01 — Architecture

This document describes the components, data flow, and deployment topology of keynv. Read it after 00-vision-and-scope and before any phase doc.

Component overview

┌───────────────────────────────────────────────────────────────────┐
│                        Developer's machine                         │
│                                                                    │
│  ┌──────────────┐      ┌─────────────────────────────────────┐   │
│  │  AI Agent    │      │           Safety Layer              │   │
│  │ (Claude/...) │─────▶│  • keynv exec (shell wrapper)       │   │
│  │              │      │  • keynv-mcp (MCP server)           │   │
│  │ Sees only    │◀─────│  • Output Redactor                  │   │
│  │ @aliases     │      │  • keynv setup flow (onboarding)   │   │
│  └──────────────┘      └────────────────┬────────────────────┘   │
│                                          │                         │
│                                          ▼                         │
│  ┌──────────────────────────────────────────────────────────┐    │
│  │                       keynv CLI                           │    │
│  │  (Bun-compiled single binary)                             │    │
│  │  • @alias parser & resolver                               │    │
│  │  • Privileged subprocess spawner                          │    │
│  │  • Local cache: SQLite + age-sealed                       │    │
│  │  • OS keychain client (Keychain/CredMgr/libsecret)        │    │
│  └────────────────────────┬─────────────────────────────────┘    │
└────────────────────────────┼──────────────────────────────────────┘
                             │ HTTPS  (mTLS optional)
                             ▼
┌───────────────────────────────────────────────────────────────────┐
│                        keynv Server (VM)                          │
│                                                                    │
│  ┌────────────────────────────────────────────────────────────┐  │
│  │           Hono API   +   Drizzle ORM                        │  │
│  │  • Auth (JWT)                                               │  │
│  │  • RBAC (Owner/Admin/Lead/Developer/Reader)                 │  │
│  │  • Secret CRUD + envelope encryption                        │  │
│  │  • Audit log (append-only, hash-chained)                    │  │
│  │  • Connection-tester orchestration                          │  │
│  └────────────────────────────────────────────────────────────┘  │
│                              │                                     │
│                              ▼                                     │
│  ┌────────────────────────────────────────────────────────────┐  │
│  │  SQLite (WAL mode)   ←  Litestream  →  S3 / B2  (backup)   │  │
│  │  • Encrypted-at-rest (envelope: master KEK → per-project   │  │
│  │    DEK → per-secret value cipher)                          │  │
│  │  • Single file. Microsecond reads.                          │  │
│  └────────────────────────────────────────────────────────────┘  │
└───────────────────────────────────────────────────────────────────┘

Components in detail

`apps/cli` — `keynv` (Bun-compiled, single binary)
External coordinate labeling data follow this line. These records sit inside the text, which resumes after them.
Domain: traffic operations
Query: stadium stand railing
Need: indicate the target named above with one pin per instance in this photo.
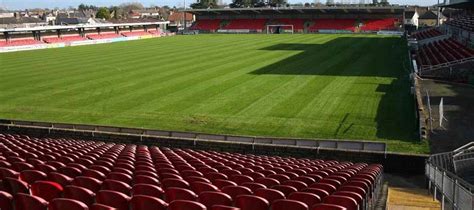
(450, 177)
(47, 173)
(353, 145)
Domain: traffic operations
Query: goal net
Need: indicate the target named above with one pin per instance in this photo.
(280, 29)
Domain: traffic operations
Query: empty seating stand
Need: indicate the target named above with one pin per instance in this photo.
(76, 174)
(426, 34)
(19, 42)
(379, 24)
(103, 36)
(135, 33)
(441, 52)
(63, 39)
(206, 25)
(332, 24)
(465, 22)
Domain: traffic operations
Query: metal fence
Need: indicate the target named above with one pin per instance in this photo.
(313, 143)
(453, 192)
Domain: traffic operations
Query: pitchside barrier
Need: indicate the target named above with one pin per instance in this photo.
(310, 143)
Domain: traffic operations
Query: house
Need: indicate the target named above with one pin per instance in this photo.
(411, 18)
(177, 19)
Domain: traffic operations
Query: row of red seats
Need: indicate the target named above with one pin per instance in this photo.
(63, 39)
(206, 25)
(85, 174)
(251, 24)
(135, 33)
(426, 34)
(103, 36)
(465, 22)
(19, 42)
(442, 51)
(379, 24)
(298, 24)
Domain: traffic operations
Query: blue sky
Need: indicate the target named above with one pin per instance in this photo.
(23, 4)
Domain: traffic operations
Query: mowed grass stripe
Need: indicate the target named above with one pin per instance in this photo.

The primary developer-facing tool. Shipped as a single platform binary (~30 MB). Subcommands:

login, logout, whoami
init (initialize a project's .keynv.toml)
project create|list|delete|describe
secret create|get|list|delete|rotate
member add|remove|list
exec -- <cmd args...> (the privileged subprocess wrapper)
test <alias> (Phase 3)
audit list|verify
status (Phase 3)

Local cache lives at ~/.keynv/cache.db (SQLite, age-sealed). The KEK for the cache is stored in the OS keychain.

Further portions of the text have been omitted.